It's utterly unsuitable for "interactive" identifications.

m0shen · on Feb 16, 2024

My little script is trying to identify in bulk, at least by passing 165 file paths to `magika`, and `file`.

Though, I absolutely agree with you. I think realistically it's better to do this kind of thing in a library rather than shell out to it at all. I was just trying to get an idea on how it generally compares.

Another note, I was trying to be generous to `magicka` here because when it's single file identification, it's about 160-180ms on my machine vs <1ms for `file`. I realize that's going to be quite a bit of python startup in that number, which is why I didn't go with it when pushing that benchmark up earlier. I'll probably push an update to that gist to include the single file benchmark as well.

m0shen · on Feb 16, 2024

I've updated this script with some single-file cli numbers, which are (as expected) not good.
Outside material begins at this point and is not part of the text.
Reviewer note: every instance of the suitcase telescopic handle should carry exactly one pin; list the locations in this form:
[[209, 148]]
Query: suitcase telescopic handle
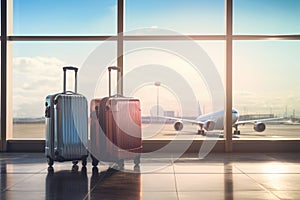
[[109, 78], [65, 77]]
Mostly just comparing python startup time for that.

    make
    sqlite3 < analyze.sql
    file_avg              python_avg         python_x_times_slower_single_cli
    --------------------  -----------------  --------------------------------
    0.000874874856301821  0.179884610224334  205.611818568799
    file_avg            python_avg     python_x_times_slower_bulk_cli
    ------------------  -------------  ------------------------------
    0.0231715865881818  0.69613745142  30.0427184289163

ebursztein · on Feb 16, 2024

We did release the npm package because indeed we create a web demo and thought people might want to also use it. We know it is not as fast as the python version or a C++ version -- which why we did mark it as experimental.

The release include the python package and the cli which are quite fast and is the main way we did expect people to use -- sorry if that hasn't be clear in the post.

The goal of the release is to offer a tool that is far more accurate that other tools and works on the major file types as we hope it to be useful to the community.

Glad to hear it worked on your files

m0shen · on Feb 16, 2024

Thank you for the release! I understand you're just getting it out the door. I just hope to see it delivered as a native library or something more reusable.

I did try the python cli, but it seems to be about 30x slower than `file` for the random bag of files I checked.

I'll probably take some time this weekend to make a couple of issues around misidentified files.

I'll definitely be adding this to my toolset!

invernizzi · on Feb 16, 2024

Hello! We wrote the Node library as a first functional version. Its API is already stable, but it's a bit slower than the Python library for two reasons: it loads the model at runtime, and it doesn't do batch lookups, meaning it calls the model for each file. Other than that, it's just as fast for single file lookups, which is the most common usecase.

m0shen · on Feb 16, 2024

Good to know! Thank you. I'll definitely be trying it out. Though, I might download and hardcode the model ;)

I also appreciate the use of ONNX here, as I'm already thinking about using another version of the runtime.

Do you think you'll open source your F1 benchmark?

tudorw · on Feb 16, 2024

Can we do the 1600 if known, if not, let the AI take a guess?

m0shen · on Feb 16, 2024

Absolutely, and honestly in a non-interactive ingestion workflow you're probably doing multiple checks anyway. I've worked with systems that call multiple libraries and hand-coded validation for each incoming file.

Maybe it's my general malaise, or disillusionment with the software industry, but when I wrote that I was really just expecting more.

michaelt · on Feb 16, 2024

> The model appears to only detect 116 file types [...] Where libmagic detects... a lot. Over 1600 last time I checked

As I'm sure you know, in a lot of applications, you're preparing things for a downstream process which supports far fewer than 1600 file types.

For example, a printer driver might call on file to check if an input is postscript or PDF, to choose the appropriate converter - and for any other format, just reject the input.

Or someone training an ML model to generate Python code might have a load of files they've scraped from the web, but might want to discard anything that isn't Python.

theon144 · on Feb 16, 2024

Okay, but your one file type is more likely to be included in the 1600 that libmagic supports rather than Magika's 116?

For that matter, the file types I care about are unfortunately misdetected by Magika (which is also an important point - the `file` command at least gives up and says "data" when it doesn't know, whereas the Magika demo gives a confidently wrong answer).

I don't want to criticize the release because it's not meant to be a production-ready piece of software, and I'm sure the current 116 types isn't a hard limit, but I do understand the parent comment's contention.

eapriv · on Feb 17, 2024

Surely identifying just one file type (or two, as in your example) is a much simpler task that shouldn’t rely on horribly inefficient and imprecise “AI” tools?

lebean · on Feb 16, 2024

It's for researchers, probably.

m0shen · on Feb 16, 2024

Yeah, there is this line:

    By open-sourcing Magika, we aim to help other software improve their file identification accuracy and offer researchers a reliable method for identifying file types at scale.

Which implies a production-ready release for general usage, as well as usage by security researchers.